Buone vacanze, arrivederci alla prossima settimana.
Letture sotto l’ombrellone: “Uccidiamo la luna a marechiaro. Il Sud nella nuova narrativa italiana” (Donzelli), Daniela Carmosino – Nefertiti, L’amore di una regina eretica nell’antico Egitto (Stampalternativa/Nuovi Equilibri), Jasmina Tešanovic – “Carenze di futuro” (Zona), Roberto Saporito – Memorie a perdere, Racconti di ordinarie allucinazioni (Edizioni Akkuaria), Luigi Milani – SURF/Sono un ragazzo fortunato (Lupo – Coolibrì), Marco Montanaro – Eneide, Virgilio (ed. Mondadori, trad.
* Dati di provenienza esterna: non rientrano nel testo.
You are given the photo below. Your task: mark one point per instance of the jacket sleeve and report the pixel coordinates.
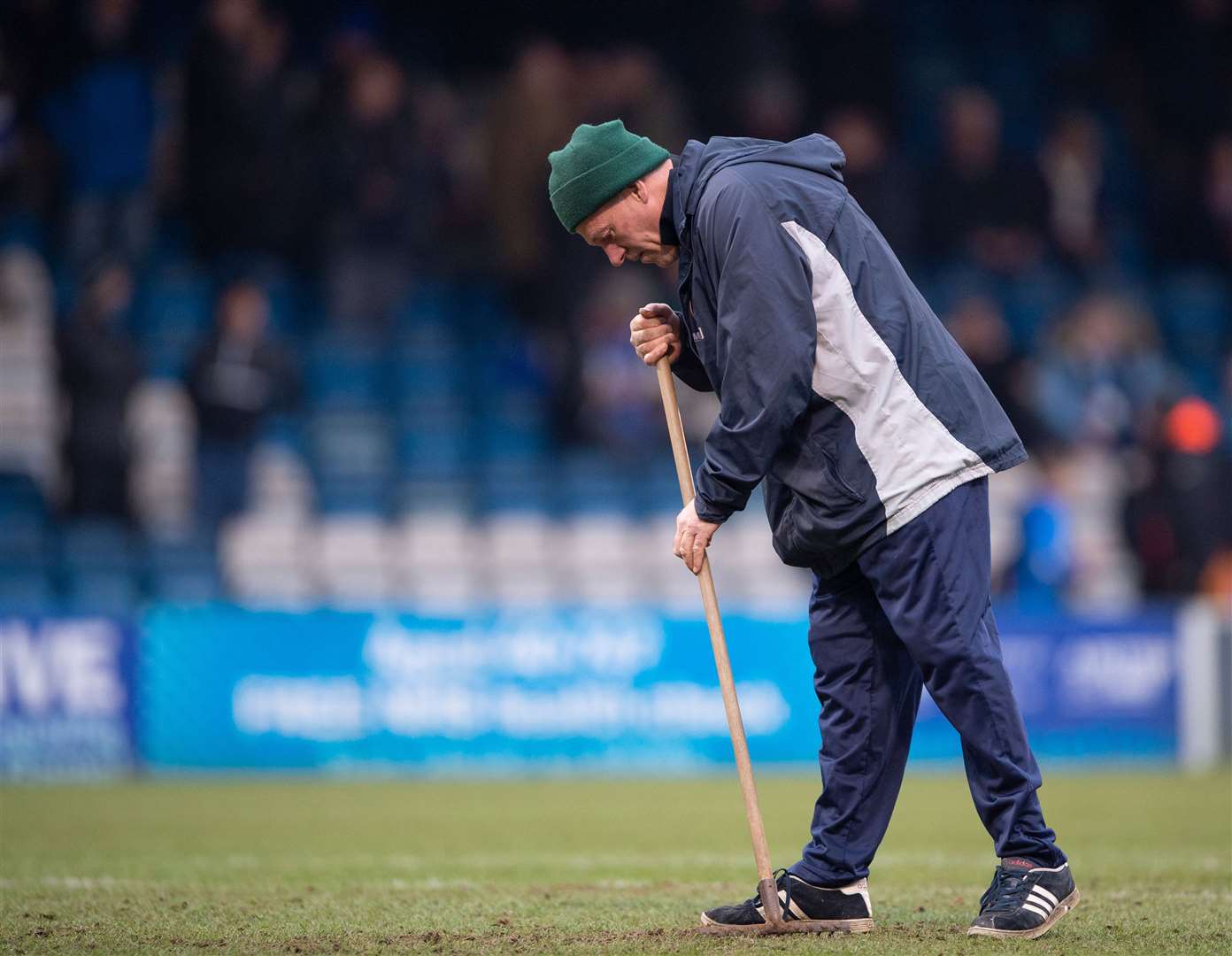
(766, 345)
(688, 366)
Luca Canali) – Canto della caduta, Massimiliano Parente.

(2)

– Ho fatto un sogno.
– E che cosa hai sognato?
– Ho sognato che Bossi finiva di sparare tutte quelle cazzate sui salari del sud
– Se la smettesse il sogno si avvererebbe…
– Non è finita, il sogno continuava.
– …
– Ho sognato che Libero diventava un mensile danese in spedizione ai soli abbonati.

(3)

Vieni a veder la gente quanto s’ama!
e se nulla di noi pietà ti move,
a vergognar ti vien della tua fama.
E se licito m’è, o sommo Giove
che fosti in terra per noi crucifisso,
son li giusti occhi tuoi rivolti altrove?
O è preparazion che nell’abisso
del tuo consiglio fai per alcun bene
in tutto dell’accorger nostro scisso?

(Dante, PG, VI)

(4)

“è avvenuto tutto in questi ultimi cinque sei dieci anni, è stato una specie di incubo in cui abbiamo visto l’Italia intorno a noi distruggersi e sparire e adesso risvegliandoci forse da quest’incubo e guardandoci intorno ci accorgiamo che non c’è più niente da fare”.